In a recent interview, Pope Francis said that he’s a “stone in the shoe” of unnamed critics because of his opposition to empires. Given that the remark came in the context of Latin America, it seemed an indirect reference to the United States, and serves as a reminder that history’s first pope from the developing world is encouraging currents of opinion across the board, including his own backyard in Italy, who don’t necessarily regard America and Americans as natural allies.
In a Aug. 7 essay, veteran Italian Vatican writer Salvatore Izzo cited Mattei among the figures whose legacy is reaching fruition under Pope Francis.
“From the vote in 1948, Catholic democrats abdicated their independence,” Izzo wrote, referring to the first post-war elections in Italy.

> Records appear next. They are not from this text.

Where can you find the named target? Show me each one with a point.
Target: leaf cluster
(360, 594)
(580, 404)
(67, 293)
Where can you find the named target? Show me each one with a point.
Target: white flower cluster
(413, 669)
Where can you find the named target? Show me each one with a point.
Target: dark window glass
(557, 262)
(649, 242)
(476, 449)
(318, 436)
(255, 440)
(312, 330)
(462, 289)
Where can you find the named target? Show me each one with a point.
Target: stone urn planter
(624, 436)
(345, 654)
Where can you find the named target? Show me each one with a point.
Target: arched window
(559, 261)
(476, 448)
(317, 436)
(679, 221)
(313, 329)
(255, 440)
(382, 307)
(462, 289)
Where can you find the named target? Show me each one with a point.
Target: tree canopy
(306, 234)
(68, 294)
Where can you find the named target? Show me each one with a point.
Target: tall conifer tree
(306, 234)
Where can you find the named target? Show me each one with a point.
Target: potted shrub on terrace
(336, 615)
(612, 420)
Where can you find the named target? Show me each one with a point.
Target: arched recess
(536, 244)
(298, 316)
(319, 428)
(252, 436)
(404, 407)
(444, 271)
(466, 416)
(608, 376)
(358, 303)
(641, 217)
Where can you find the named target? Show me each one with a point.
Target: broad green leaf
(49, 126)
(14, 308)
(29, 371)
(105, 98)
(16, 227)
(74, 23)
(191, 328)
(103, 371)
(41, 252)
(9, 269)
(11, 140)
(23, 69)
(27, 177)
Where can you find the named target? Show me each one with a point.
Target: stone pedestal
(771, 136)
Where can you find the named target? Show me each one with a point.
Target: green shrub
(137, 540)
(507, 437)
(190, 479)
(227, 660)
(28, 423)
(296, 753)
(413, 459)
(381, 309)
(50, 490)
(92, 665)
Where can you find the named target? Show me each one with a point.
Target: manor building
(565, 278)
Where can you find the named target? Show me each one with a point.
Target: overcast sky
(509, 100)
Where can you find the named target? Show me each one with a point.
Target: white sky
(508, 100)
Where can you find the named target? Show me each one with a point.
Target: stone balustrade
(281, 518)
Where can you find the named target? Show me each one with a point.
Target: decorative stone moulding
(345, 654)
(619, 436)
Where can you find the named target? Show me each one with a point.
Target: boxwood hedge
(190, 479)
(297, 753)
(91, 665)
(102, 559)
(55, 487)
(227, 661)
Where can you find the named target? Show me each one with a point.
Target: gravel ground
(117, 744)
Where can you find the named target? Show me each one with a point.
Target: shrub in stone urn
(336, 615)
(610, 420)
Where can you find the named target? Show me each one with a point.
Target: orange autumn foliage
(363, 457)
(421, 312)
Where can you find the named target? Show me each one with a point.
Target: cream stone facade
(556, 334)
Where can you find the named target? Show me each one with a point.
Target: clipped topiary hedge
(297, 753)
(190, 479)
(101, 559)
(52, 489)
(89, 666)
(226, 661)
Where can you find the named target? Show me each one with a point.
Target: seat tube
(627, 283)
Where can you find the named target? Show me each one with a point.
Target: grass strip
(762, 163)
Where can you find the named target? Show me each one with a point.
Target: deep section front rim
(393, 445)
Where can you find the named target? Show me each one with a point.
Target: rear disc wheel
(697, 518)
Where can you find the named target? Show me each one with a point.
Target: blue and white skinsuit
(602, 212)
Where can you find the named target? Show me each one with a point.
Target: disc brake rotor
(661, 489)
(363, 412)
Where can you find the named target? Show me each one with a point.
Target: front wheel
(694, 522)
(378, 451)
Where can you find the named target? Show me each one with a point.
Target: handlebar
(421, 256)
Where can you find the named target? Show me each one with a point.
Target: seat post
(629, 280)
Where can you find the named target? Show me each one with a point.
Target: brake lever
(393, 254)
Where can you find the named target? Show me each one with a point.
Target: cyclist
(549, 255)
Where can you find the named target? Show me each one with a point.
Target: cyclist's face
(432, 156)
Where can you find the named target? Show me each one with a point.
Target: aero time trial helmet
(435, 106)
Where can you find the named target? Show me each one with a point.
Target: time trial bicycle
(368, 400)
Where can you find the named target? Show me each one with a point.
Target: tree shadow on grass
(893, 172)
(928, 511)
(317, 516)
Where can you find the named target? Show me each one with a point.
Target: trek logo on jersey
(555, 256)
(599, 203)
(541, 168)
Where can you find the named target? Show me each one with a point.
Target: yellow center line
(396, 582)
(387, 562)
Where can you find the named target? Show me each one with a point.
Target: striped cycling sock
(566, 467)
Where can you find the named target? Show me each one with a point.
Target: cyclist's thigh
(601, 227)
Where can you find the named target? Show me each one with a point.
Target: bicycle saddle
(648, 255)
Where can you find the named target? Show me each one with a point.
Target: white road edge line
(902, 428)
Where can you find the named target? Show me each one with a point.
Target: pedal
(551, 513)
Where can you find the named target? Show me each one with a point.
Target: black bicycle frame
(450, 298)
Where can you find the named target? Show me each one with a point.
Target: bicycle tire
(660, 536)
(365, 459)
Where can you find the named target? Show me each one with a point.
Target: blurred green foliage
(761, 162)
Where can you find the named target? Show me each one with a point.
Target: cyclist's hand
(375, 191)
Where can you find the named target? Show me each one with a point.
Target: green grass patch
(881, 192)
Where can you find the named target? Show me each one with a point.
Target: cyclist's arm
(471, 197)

“Better said, they renounced the autonomy of our country from the USA,” Izzo wrote. “That’s the case, even in the decades to follow there were moments in which Rome tried to raise its head from Washington’s yoke: First Mattei, then Moro and Craxi years later, paid the price for their efforts to restore dignity and autonomy to the country.”
Aldo Moro and Bettino Craxi were both Prime Ministers of Italy in the 1970s and 1980s, and both were known for seeking a “third way” between the United States and the Soviet Union, especially over issues such as the Israeli/Palestinian conflict and progressive currents in Latin America.

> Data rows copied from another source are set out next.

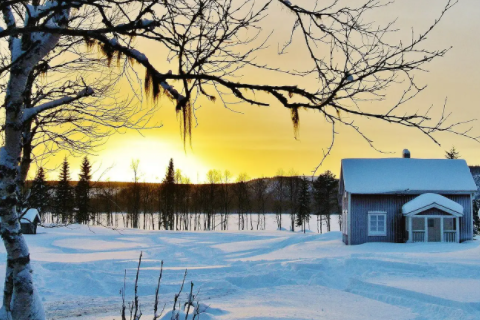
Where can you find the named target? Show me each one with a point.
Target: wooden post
(410, 231)
(457, 229)
(441, 230)
(426, 230)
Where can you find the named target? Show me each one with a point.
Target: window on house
(449, 224)
(377, 223)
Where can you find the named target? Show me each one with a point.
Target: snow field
(254, 274)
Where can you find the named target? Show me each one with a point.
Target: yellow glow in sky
(260, 140)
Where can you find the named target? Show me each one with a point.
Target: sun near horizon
(260, 140)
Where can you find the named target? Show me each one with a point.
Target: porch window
(377, 223)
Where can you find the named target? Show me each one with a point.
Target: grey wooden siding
(392, 204)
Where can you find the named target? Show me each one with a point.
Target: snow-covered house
(406, 200)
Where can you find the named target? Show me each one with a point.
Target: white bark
(21, 299)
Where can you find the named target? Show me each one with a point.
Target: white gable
(30, 215)
(404, 175)
(428, 200)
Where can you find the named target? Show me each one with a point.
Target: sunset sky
(260, 140)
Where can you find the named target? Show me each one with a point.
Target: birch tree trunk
(21, 299)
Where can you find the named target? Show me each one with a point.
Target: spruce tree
(39, 196)
(452, 154)
(303, 215)
(64, 198)
(325, 189)
(168, 197)
(82, 192)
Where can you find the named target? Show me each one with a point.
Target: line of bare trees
(179, 204)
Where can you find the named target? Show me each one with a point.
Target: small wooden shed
(29, 221)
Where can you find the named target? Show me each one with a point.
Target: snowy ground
(255, 274)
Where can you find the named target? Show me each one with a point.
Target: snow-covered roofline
(30, 216)
(431, 200)
(406, 176)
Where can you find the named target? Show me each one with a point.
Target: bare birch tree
(351, 62)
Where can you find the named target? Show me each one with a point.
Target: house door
(434, 232)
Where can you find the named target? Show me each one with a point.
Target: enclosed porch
(432, 218)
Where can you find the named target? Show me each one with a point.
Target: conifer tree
(64, 197)
(82, 192)
(325, 189)
(303, 215)
(39, 196)
(168, 197)
(452, 154)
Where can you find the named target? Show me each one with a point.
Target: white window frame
(377, 233)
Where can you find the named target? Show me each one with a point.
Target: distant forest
(176, 199)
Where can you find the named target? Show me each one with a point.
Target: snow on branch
(32, 112)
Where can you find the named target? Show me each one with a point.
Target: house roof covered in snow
(406, 176)
(431, 200)
(30, 216)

Mattei had been active in the Italian resistance to fascism during World War II, considered part of the Catholic left at the time, and went on to take over Italy’s oil interests after the war. He became a vocal critic of what he termed the domination of the “seven sisters” of the world oil industry, referring mostly to American companies such as Standard Oil of New Jersey (which became Exon), Standard Oil of New York (Mobil) and Standard Oil of California (Chevron), as well as Texaco, Royal Dutch Shell and British Petrolium.
Mattei negotiated an oil deal with the Soviet Union, and, at the time of his death, was involved in efforts to persuade Iran to break its agreements with the “seven sisters” and negotiate separate contracts with Italy and other states.

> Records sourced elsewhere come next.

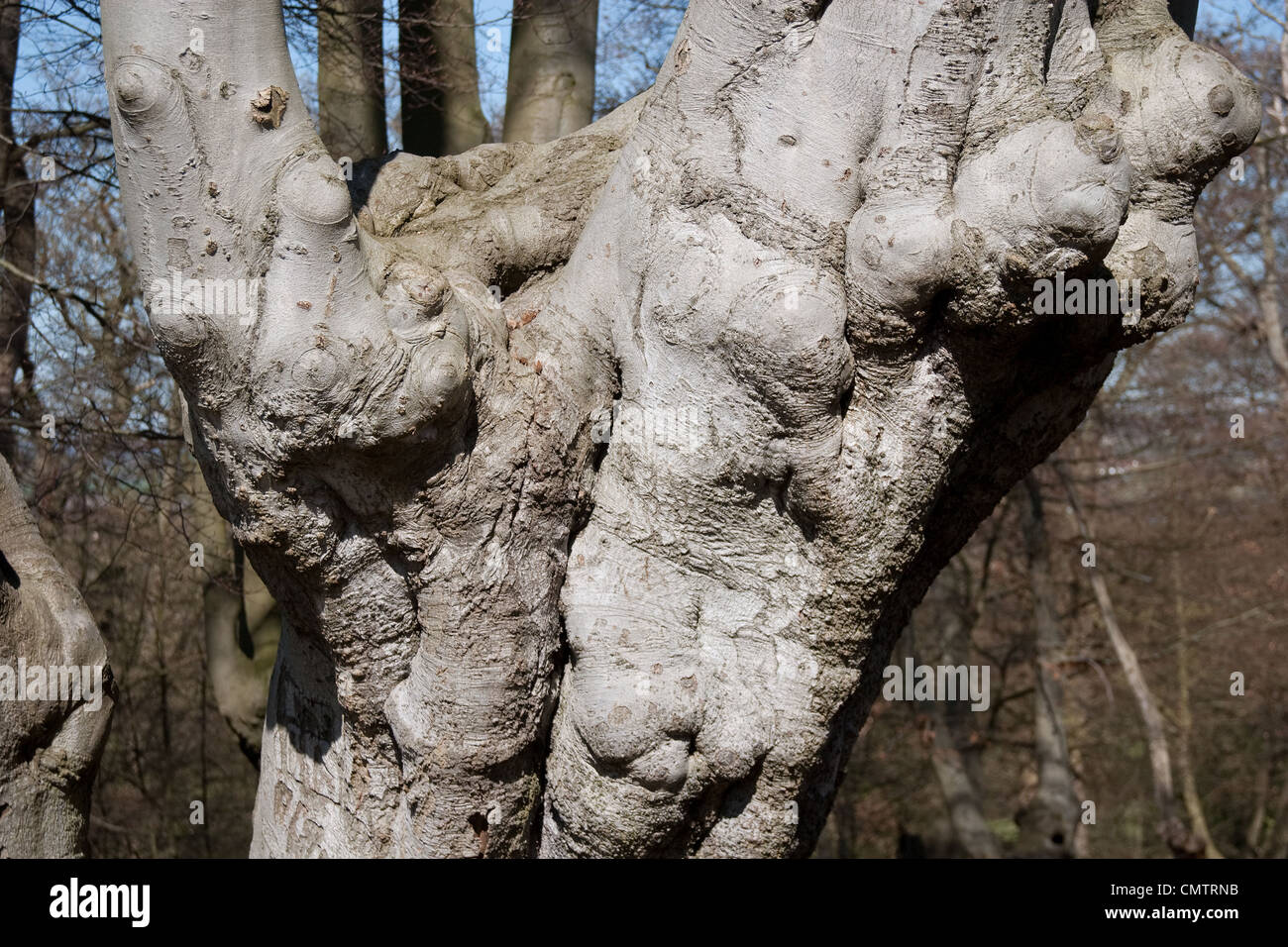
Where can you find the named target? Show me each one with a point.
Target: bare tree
(51, 738)
(552, 86)
(441, 111)
(807, 289)
(352, 78)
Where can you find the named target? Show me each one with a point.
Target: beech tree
(596, 478)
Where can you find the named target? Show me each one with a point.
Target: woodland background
(1188, 521)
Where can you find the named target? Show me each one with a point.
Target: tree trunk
(1185, 724)
(954, 754)
(441, 111)
(55, 693)
(17, 245)
(352, 78)
(552, 85)
(1047, 825)
(802, 270)
(241, 620)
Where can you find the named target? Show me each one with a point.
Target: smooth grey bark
(1048, 822)
(805, 281)
(352, 78)
(437, 67)
(50, 749)
(550, 90)
(241, 622)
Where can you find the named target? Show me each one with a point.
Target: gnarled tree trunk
(802, 270)
(55, 693)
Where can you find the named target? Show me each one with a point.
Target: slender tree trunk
(441, 110)
(1185, 723)
(800, 269)
(552, 85)
(17, 244)
(51, 741)
(352, 78)
(1172, 828)
(1047, 825)
(954, 754)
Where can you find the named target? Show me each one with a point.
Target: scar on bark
(268, 106)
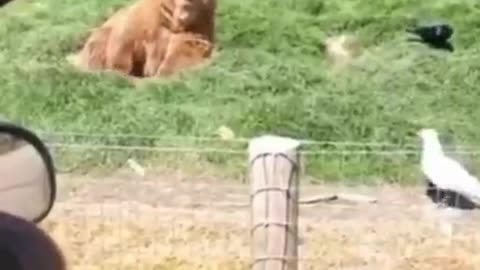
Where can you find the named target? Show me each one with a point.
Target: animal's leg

He was sufficiently close to Soviet Premier Nikita Khrushchev, for example, that Khrushchev once gave Mattei a Russian bear, which he transported to a forest in Italy’s Dolomite mountain region.
Mattei’s basic idea was that Italy required energy independence, which, he felt, would allow it to exercise diplomatic and political independence apart from whatever line the United States and the emerging European Union would adopt.
Today, the obvious application of that principle would be the war in Ukraine. The current center-right Italian government of Prime Minister Giorgia Meloni has supported the Biden administration’s efforts to arm Ukraine, but many Italian leftists believe that policy violates the spirit of the country’s post-war constitution repudiating war “as a means of settling international disputes.”
Pope Francis’s own ambivalence about the United States obviously comes from his Latin American background. He became the Jesuit provincial in Argentina in 1973, the same year that Salvador Allende died in Chile amid a CIA-backed coup.
Nevertheless, Enrico Mattei is emblematic of the sort of figure in the West – especially in Italy, the country of Francis’s own ancestors – whose visions and aspirations, many of them not exactly aligned with American interests, are being dusted off and given new life under this pope.